But here's the big downside that YouTube/Google needs to fix and fix soon. This service doesn't operate on most device, even the ones with the nice little YouTube icon. Since Google took over, they changed how you login and the programs just don't work with it for the most part. I tested on my AppleTV (v2.0), iPad 1 and then researched. Almost no platform can use it except via a web browser.

Hopefully they'll do something about this as this is a major glitch imo.


----------



## Athlon646464 (Feb 23, 2007)

Lloyd said:


> I'll reprise this one...
> 
> I recently rented a movie on YouTube/movies. It was the newest Harry Potter and was on sale for $0.99 which was great. Even though the resolution was only 480p, the picture quality was OK on my 54" Panny plasma from 8'.
> 
> ...


YT works fine on my WD Live Plus.


----------



## lparsons211367066133 (Oct 22, 2011)

Can you do the rental movies? that's where the issue comes in.


----------



## Athlon646464 (Feb 23, 2007)

Lloyd said:


> Can you do the rental movies? that's where the issue comes in.

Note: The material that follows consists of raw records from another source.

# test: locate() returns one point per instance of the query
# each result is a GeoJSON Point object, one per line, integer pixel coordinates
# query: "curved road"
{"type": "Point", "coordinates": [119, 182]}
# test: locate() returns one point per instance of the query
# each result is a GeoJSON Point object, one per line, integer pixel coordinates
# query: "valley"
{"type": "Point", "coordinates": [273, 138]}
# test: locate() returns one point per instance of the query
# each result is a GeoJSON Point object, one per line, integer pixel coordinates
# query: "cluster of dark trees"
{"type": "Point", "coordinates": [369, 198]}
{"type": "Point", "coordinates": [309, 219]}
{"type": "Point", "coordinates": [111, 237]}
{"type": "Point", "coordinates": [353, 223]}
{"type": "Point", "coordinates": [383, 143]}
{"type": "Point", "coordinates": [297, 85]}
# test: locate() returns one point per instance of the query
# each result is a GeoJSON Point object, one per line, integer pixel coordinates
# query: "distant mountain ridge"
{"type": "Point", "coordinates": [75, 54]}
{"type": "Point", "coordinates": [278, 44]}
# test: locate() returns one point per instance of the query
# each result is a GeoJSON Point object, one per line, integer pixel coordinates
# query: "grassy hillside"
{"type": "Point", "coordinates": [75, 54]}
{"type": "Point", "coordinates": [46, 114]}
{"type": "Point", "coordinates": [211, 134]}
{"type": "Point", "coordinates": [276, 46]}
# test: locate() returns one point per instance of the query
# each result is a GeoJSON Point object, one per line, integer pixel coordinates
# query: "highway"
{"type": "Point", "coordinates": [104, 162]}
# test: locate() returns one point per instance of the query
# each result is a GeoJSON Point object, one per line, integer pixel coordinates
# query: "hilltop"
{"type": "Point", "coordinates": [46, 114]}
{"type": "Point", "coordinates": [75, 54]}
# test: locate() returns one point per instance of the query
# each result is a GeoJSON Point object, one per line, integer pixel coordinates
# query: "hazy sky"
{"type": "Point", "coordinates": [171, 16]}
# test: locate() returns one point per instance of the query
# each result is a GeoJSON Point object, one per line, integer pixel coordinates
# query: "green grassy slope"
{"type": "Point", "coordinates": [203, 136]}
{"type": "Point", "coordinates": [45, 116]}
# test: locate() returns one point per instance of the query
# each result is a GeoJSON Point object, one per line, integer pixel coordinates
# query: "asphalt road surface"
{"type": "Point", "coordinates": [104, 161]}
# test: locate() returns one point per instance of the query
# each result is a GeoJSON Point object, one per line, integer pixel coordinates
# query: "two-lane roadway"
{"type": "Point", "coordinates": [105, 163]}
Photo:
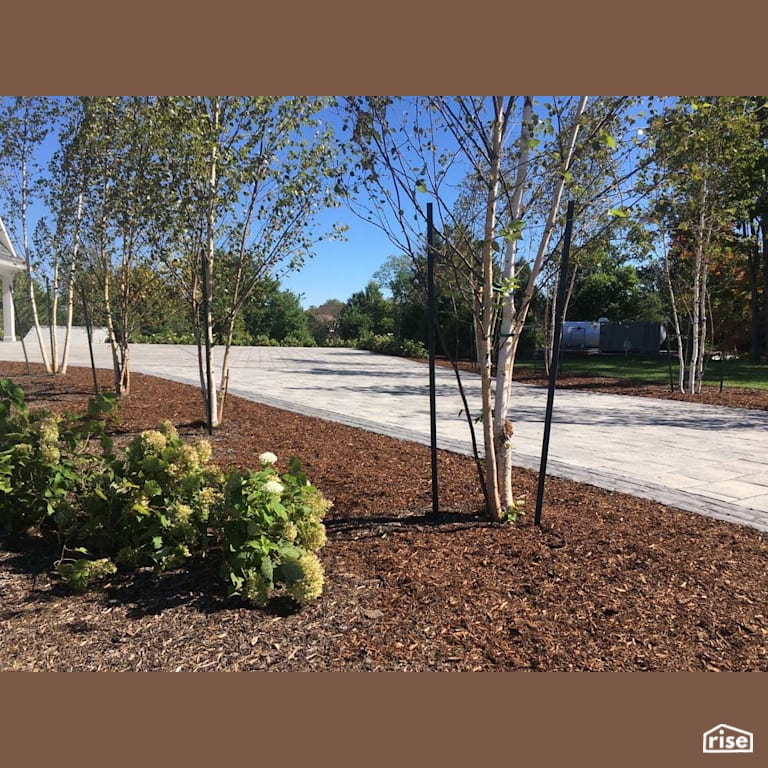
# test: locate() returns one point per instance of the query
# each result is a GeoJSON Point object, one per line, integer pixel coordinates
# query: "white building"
{"type": "Point", "coordinates": [10, 265]}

No, I can't. Sorry for any confusion. I did not fully understand your original question. My bad......


----------



## lparsons211367066133 (Oct 22, 2011)

No problem. As best as I can determine, you can do the YouTube movie rentals on a computer with a web browser and there is an android app that supposedly works too. Oh yeah and the Google TV hardware also.

No other ways as of right now.


----------